Reproducibility in Clinical Trials is Like Trying to Catch a Rabbit by the Tail

Scientists are not routinely sloppy, clinicians don’t usually cheat, and clinical research is generally well designed. So why is it so hard to reproduce results?

In mid-August of this year, a major Alzheimer’s disease journal cleared the biotech company Cassava Sciences of charges of data manipulation in a manuscript that the company had previously published in the journal. The charges belonged to a series of data manipulation allegations against the company by multiple experts in molecular neuroscience over the past year. Such allegations of overt scientific fraud draw headlines, as this case did, but they are rare.

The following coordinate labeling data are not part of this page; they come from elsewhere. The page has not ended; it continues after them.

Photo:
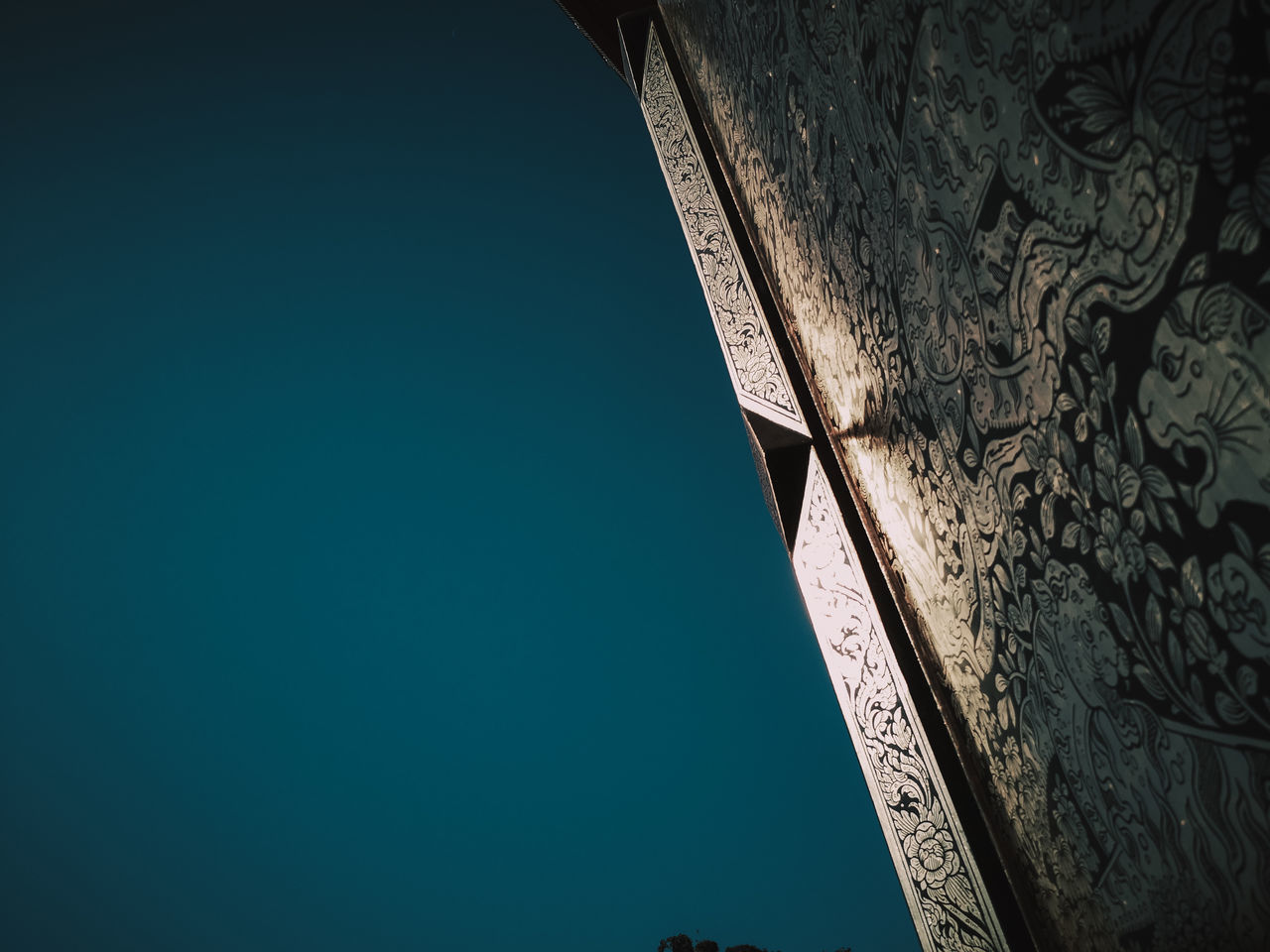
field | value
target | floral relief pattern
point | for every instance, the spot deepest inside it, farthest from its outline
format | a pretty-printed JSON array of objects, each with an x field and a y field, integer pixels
[
  {"x": 943, "y": 885},
  {"x": 1024, "y": 248},
  {"x": 757, "y": 371}
]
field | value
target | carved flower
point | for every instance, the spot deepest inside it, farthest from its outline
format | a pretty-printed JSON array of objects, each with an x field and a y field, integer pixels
[
  {"x": 931, "y": 855},
  {"x": 1118, "y": 548}
]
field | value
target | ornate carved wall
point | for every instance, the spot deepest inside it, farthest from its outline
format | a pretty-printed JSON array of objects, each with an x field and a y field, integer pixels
[{"x": 1023, "y": 252}]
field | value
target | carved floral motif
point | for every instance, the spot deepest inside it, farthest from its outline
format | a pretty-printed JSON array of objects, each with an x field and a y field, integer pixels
[
  {"x": 938, "y": 873},
  {"x": 756, "y": 370},
  {"x": 1024, "y": 246}
]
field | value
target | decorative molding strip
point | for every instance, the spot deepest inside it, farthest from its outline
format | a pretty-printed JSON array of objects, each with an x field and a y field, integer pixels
[
  {"x": 757, "y": 372},
  {"x": 939, "y": 875}
]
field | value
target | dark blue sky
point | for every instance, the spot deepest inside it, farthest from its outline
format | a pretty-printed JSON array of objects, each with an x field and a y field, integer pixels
[{"x": 382, "y": 560}]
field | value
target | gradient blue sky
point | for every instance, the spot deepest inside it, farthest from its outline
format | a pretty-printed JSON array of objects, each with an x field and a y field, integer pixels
[{"x": 384, "y": 565}]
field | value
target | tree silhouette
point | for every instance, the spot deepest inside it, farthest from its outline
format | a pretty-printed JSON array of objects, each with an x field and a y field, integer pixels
[{"x": 683, "y": 943}]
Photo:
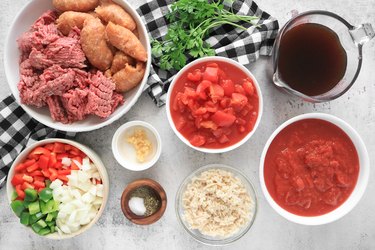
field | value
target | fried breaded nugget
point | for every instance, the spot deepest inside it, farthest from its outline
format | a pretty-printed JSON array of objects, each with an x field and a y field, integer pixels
[
  {"x": 116, "y": 14},
  {"x": 129, "y": 77},
  {"x": 75, "y": 5},
  {"x": 94, "y": 44},
  {"x": 70, "y": 19},
  {"x": 126, "y": 41},
  {"x": 120, "y": 60}
]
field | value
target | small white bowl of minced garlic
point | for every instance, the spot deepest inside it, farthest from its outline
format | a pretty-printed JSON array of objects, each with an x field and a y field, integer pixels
[{"x": 136, "y": 145}]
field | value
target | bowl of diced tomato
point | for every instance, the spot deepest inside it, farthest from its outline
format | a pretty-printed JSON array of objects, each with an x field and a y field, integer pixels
[
  {"x": 214, "y": 104},
  {"x": 57, "y": 188}
]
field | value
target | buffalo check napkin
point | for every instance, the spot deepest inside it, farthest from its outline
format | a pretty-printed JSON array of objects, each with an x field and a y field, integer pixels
[
  {"x": 18, "y": 130},
  {"x": 242, "y": 46}
]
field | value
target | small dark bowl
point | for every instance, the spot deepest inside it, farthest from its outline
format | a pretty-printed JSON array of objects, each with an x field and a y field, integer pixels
[{"x": 143, "y": 220}]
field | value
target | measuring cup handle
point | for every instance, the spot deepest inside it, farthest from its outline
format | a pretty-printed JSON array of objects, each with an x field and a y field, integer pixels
[{"x": 362, "y": 34}]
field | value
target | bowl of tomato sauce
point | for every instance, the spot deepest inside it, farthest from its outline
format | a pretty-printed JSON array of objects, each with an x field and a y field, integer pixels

More common in clinical research are cases of big, clinical trials producing what seem like promising outcomes that subsequent trials fail to replicate. 

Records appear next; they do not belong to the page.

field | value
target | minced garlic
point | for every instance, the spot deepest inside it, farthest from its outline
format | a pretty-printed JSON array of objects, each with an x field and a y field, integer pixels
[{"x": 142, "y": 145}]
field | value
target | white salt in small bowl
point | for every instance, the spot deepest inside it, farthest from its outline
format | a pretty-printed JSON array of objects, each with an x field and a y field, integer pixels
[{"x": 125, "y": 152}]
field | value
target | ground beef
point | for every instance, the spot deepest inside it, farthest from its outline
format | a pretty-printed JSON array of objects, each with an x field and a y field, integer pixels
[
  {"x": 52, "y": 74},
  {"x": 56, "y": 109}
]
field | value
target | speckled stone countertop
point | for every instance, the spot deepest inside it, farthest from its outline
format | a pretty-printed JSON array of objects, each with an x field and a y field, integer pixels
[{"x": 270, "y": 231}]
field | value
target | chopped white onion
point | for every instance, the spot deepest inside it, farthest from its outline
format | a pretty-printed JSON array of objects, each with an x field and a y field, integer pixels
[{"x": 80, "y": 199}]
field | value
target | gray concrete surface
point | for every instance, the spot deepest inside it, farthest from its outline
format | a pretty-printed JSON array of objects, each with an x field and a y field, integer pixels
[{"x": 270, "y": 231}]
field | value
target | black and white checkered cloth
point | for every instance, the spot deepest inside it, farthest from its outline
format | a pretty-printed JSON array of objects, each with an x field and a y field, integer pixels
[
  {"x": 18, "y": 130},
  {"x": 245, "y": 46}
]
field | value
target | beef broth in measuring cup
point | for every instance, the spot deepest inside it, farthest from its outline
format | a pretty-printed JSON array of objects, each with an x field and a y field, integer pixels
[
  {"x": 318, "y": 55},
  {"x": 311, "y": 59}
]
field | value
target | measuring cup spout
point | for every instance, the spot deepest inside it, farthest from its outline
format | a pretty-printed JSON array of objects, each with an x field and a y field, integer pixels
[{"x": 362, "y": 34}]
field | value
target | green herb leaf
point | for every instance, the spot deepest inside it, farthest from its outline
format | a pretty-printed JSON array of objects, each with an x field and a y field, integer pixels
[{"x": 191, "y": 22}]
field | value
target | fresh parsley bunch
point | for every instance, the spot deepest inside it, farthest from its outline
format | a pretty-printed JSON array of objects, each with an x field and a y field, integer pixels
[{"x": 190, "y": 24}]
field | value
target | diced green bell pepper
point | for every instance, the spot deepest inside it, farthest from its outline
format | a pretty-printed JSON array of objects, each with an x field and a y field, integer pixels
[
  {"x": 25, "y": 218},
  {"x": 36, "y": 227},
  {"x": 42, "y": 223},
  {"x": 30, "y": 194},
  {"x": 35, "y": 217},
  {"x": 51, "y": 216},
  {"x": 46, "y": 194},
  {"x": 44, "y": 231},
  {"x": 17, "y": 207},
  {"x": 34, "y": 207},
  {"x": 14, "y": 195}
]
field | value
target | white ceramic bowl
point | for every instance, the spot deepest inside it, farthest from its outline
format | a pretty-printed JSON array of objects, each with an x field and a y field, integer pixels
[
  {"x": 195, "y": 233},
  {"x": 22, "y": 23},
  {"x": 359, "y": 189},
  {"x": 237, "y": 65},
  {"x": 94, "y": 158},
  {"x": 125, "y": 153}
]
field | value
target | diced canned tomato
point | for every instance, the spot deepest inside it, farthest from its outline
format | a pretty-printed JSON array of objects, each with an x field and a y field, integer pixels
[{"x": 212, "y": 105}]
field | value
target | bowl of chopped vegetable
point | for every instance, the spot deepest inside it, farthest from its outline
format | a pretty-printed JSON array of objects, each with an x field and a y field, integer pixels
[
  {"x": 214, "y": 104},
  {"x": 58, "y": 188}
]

“Reproducibility of results is what separates case reports and ‘open-label’ studies from randomized, double-blind, clinical trials,” neurologist Andrew N. Wilner told To drive home the point, Wilner, an associate professor at the University of Tennessee, recounted the story of Paolo Zamboni, a doctor who in 2009 reported encouraging results of a novel treatment for multiple sclerosis, a neurodegenerative disease affecting an estimated 2.8 million people. Zamboni disagreed with the widely accepted idea that the disease results from the immune system attacking the myelin sheath that surrounds neurons, so he pursued his own hypothesis and treatments, and used open-label studies to substantiate his approach. Unfortunately, Zamboni’s treatment was soon abandoned because nobody other than he could reproduce the results of his study.

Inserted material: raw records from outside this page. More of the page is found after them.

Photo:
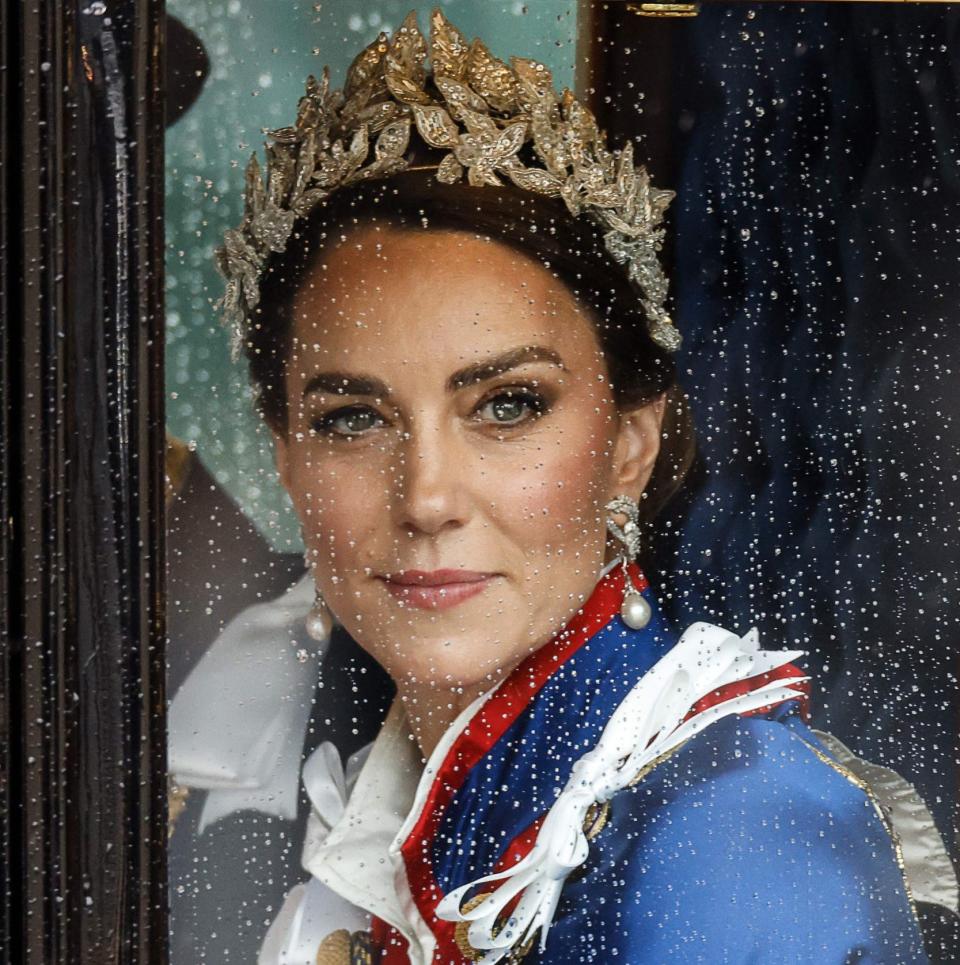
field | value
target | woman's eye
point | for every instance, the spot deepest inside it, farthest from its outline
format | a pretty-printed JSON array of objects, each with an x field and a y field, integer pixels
[
  {"x": 512, "y": 407},
  {"x": 350, "y": 421}
]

Wilner’s distinction between open-label studies and randomized controlled studies might shine a spotlight on Cassava, if not for the fraud scandal. The company’s therapy has been the subject of randomized controlled trials, but also of open-label studies with highly publicized results that some might consider hyped. But while randomized controlled trials are generally larger, more statistically significant, and more trustworthy than open-label trials, it’s not uncommon for randomized controlled trials to be irreproducible, even when the trials are well-designed and executed by dedicated physicians and researchers.

“It’s the scientific method’s power of reproducibility that underlies the U.S. Food and Drug Administration (FDA) requirement that TWO phase 3 clinical trials produce convincing and similar results before a new medication receives FDA approval that it is safe and effective,” Wilner notes. 

But when it comes to defining the words similar and reproducible, therein lies the rub. Unlike testing the same amount of the same antibiotic on the same strain of bacteria two days in a row, double-blinded late-stage clinical trials are really complex, often involving thousands or tens of thousands of people across multiple medical centers, and the application of knowledge that grows by the day. So reproducibility in the full sense of the word may not in fact be reasonably achievable in the real world by all researchers, and there are different reasons why this can happen.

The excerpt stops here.